Ratsfrau Karin Späth und die Landtagsabgeordnete Ina Spanier-Oppermann (beide SPD) versuchen, die Anwohner zu unterstützen. Späth berichtet, dass sie selber wiederholt durch die Straße spaziert sei, um sich ein Bild von der Situation zu machen: "Schon wenn man vier Häuser von dem besagten Grundstück entfernt ist, schlagen die Hunde an." Die Beeinträchtigung der Nachbarschaft durch Lärm und Gestank sei nicht hinnehmbar. Späth sei an dem Thema "ständig dran" und ist frustriert, dass sich die Lage trotz ihres jetzt Monate dauernden Einwirkens auf die Verwaltung nicht verbessert hat.

Ina Spanier-Oppermann hat die Nachbarn der Hundehalterin ebenfalls besucht. "Die sind verzweifelt, und das kann ich gut verstehen", sagt sie. "Wir müssen den Menschen den Glauben an die Verwaltung und politischen Handeln wiedergeben. Die Leute denken doch, wir sind nicht in der Lage, ihnen zu helfen." Die Landtagsabgeordnete findet klare Worte für die Situation Am Hirschsprung: "Für die Nachbarn dort ist es ein Horror, nach Hause zu kommen.

Die Situation macht sie krank." Nach ihrer Kenntnis sollte die Hundehalterin, eine ehemalige Polizeibeamtin, die jetzt im vorzeitigen Ruhestand sei, zum Ende des vergangenen Jahres mit ihren Tieren ins Ausland, nach Ungarn, umziehen.
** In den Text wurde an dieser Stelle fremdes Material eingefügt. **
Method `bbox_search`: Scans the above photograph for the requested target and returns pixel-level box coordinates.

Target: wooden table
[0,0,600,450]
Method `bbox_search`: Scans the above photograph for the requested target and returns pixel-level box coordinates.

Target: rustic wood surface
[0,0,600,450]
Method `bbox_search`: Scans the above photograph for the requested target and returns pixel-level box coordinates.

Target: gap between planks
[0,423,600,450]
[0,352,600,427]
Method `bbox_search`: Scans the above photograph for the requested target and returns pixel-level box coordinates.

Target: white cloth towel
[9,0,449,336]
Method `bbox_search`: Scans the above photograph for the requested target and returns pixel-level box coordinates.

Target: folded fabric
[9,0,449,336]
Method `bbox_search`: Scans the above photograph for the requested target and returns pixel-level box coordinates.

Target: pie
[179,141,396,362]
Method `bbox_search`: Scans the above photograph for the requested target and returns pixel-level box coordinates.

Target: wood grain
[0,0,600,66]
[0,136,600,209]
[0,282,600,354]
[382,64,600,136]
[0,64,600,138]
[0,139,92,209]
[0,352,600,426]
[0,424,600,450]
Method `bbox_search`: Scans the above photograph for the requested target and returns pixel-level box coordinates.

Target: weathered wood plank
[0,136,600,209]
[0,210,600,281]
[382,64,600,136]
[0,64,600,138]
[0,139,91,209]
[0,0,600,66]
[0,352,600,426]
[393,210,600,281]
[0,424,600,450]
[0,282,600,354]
Doch dazu sei es nicht gekommen. Karin Späth weiß mehr: "Da gibt es wohl einen dubiosen Anwalt der Hundehalterin. Der hat abends die Nachbarn angerufen, und erklärt, aufgrund der vielen Strafgelder, die die Halterin schon habe zahlen müssen, sei nun kein Geld für die Auswanderung übrig. Daher sollten die Nachbarn 3000 Euro bereitstellen, um den Wegzug möglich zu machen.

Späth und Spanier-Oppermann erwarten für Ende dieser Woche eine Rückmeldung von der Verwaltung. Die gibt sich auch auf die Nachfrage unserer Zeitung zugeknöpft: Das Problem sei bekannt. "Die Fachbereiche Bauaufsicht und Ordnung beschäftigen sich derzeit mit der Thematik. Ein Ergebnis liegt noch nicht vor."